The VII AMMCS International Conference
Waterloo, Ontario, Canada | August 17-21, 2026
AMMCS 2026 Plenary Talk
Recent advances in clustering microbiome data
Sanjeena Dang (Carleton University)
The human microbiome plays a crucial role in health and disease. Advances in next-generation sequencing technologies have made it possible to quantify microbiome composition with high resolution. Clustering microbiome data can uncover meaningful patterns across samples, offering insights into biological variability and disease mechanisms. However, this task presents several challenges. Microbiome data are typically high-dimensional, over-dispersed, and compositional, the latter meaning they reflect relative, not absolute, abundances. As such, analyzing such compositional data presents many challenges because they are restricted to a simplex, which complicates standard statistical analysis. Various mixture model-based approaches have been proposed previously. These models assume that the population is a finite mixture of subpopulations (or clusters), each characterized by a probability distribution. My research team has focused on developing and refining such models to improve clustering accuracy and interpretability. We will present recent contributions from our group, emphasizing the strengths and limitations of different component-specific distributions used within mixture models. For example, Dirichlet-multinomial (DM) mixture models are computationally efficient but often fail to capture the complex correlation structures present in microbiome data. In contrast, models based on the logistic normal multinomial (LNM) distribution provide greater flexibility in capturing correlations but are computationally intensive. To overcome these limitations, we have developed a computationally efficient framework for parameter estimation in LNM-based models using variational Gaussian approximations. This approach significantly reduces the computational burden and enables application to large-scale datasets. Some other recent and ongoing developments using extensions of the LNM distribution and others to cluster microbiome data will be discussed.

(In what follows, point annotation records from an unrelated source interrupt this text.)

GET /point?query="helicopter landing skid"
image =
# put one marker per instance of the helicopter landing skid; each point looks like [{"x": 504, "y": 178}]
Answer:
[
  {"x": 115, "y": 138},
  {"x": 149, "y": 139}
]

Dr. Sanjeena Dang (Subedi) is an Associate Professor and Canada Research Chair in Data Science and Analytics at the School of Mathematics and Statistics at Carleton University. She has developed an innovative interdisciplinary research program that has coalesced around developing highly efficient and scalable statistical models for clustering various types of biological datasets. Dr. Dang has also taken active leadership roles in the statistics and bioinformatics communities. She is currently the President of the Classification Society, Treasurer for the International Federation of Classification Societies, and Associate Editor for several statistics and bioinformatics journals. Her past notable roles include the President of the Business and Industrial section of the Statistical Society of Canada (SSC), member of the Board of Directors of the Classification Society, guest editor for the Fields Institute Communications Series on Data Science and Optimization, and the chair of the organizing committee for the Canadian Statistical Sciences Institute (CANSSI)'s Distinguished Lecture Series in Statistical Sciences.